Conhecimento (ainda) confinado

Índice de Realização Tecnológica (IRT), da ONU, avalia processos de criação, utilização e difusão de tecnologias em 72 países e sugere medidas para estimular investimentos na busca de soluções de problemas de regiões em desenvolvimento

O Relatório do Desenvolvimento Humano 2001, divulgado pela Organização das Nações Unidas (ONU), no início de julho, traz, pela primeira vez, um ranking do desenvolvimento tecnológico de 72 países, classificados a partir de um Índice de Realização Tecnológica (IRT). “O desenvolvimento humano e os avanços tecnológicos se reforçam mutuamente”, justifica o relatório.O Brasil ficou com a 43ª posição, apesar de abrigar dois dos 46 Centros Mundiais de Inovação Tecnógica – um em São Paulo e outros em Campina – identificados pela revista Wired e mencionados no relatório. A Wired levou em conta a presença de universidades e centros de pesquisa de nível internacional, de empresas de alta tecnologia e disponibilidade de mão de obra qualificada, entre outros critérios, para classificar estes centros numa escala de 4 a 16 pontos. São Paulo, obteve 9 pontos e Campinas 8, reforçando a liderança do país no desenvolvimento de novas tecnologias.
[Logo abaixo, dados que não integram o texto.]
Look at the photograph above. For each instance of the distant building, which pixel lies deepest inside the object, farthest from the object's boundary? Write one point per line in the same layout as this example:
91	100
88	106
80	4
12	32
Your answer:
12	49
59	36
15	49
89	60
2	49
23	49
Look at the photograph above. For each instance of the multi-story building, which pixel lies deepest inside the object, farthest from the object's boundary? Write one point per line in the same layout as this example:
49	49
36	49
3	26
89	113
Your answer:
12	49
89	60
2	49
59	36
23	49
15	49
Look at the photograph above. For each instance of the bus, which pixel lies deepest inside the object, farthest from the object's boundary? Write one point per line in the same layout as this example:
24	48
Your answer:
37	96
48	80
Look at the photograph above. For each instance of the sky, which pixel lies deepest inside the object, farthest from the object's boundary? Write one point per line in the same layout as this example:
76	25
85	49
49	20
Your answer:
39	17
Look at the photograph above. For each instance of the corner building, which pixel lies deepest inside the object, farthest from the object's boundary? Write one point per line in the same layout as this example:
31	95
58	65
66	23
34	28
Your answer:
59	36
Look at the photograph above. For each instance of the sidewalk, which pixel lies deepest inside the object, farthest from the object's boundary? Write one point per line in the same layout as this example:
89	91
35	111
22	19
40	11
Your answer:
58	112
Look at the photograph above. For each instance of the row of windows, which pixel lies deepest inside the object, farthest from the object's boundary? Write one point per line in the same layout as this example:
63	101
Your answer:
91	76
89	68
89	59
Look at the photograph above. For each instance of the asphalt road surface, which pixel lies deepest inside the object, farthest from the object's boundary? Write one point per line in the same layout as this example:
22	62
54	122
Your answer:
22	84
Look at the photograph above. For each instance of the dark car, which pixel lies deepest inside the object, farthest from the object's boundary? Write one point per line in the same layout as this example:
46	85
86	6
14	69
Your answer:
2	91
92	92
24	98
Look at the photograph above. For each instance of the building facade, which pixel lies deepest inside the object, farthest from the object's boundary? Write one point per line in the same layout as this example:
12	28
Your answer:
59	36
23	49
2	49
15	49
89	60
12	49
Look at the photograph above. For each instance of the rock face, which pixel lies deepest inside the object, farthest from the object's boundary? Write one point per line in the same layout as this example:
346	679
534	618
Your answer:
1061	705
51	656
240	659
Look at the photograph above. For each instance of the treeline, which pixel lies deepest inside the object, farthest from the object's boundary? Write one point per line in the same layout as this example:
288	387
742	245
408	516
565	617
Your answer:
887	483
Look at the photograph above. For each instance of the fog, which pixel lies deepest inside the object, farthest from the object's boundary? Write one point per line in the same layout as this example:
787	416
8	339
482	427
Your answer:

A ONU ressalva, no entanto, que o IRT não mede o poderio tecnológico. Leva em conta o processo de criação, utilização e, sobretudo, o de difusão de tecnologias, quesito que compromete a participação relativa de países em desenvolvimento no Índice, particularmente, a do Brasil. O IRT foi construído a partir da média ponderada de quatro indicadores: o da criação de tecnologia, medido pelo número de patentes concedidas aos residentes e pela receita externa per capita obtida com patentes e licenciamentos; o da difusão de inovações recentes, que considera o número de sites na Internet per capita e a proporção de exportações de tecnologia sobre o total das exportações do país; a difusão de inovações anteriores, que leva em conta o número de telefones fixos, celulares e o consumo de energia elétrica per capita; e o indicador de capacitação humana, que mede a escolaridade da população e a taxa bruta de matrículas nos cursos científicos de terceiro grau.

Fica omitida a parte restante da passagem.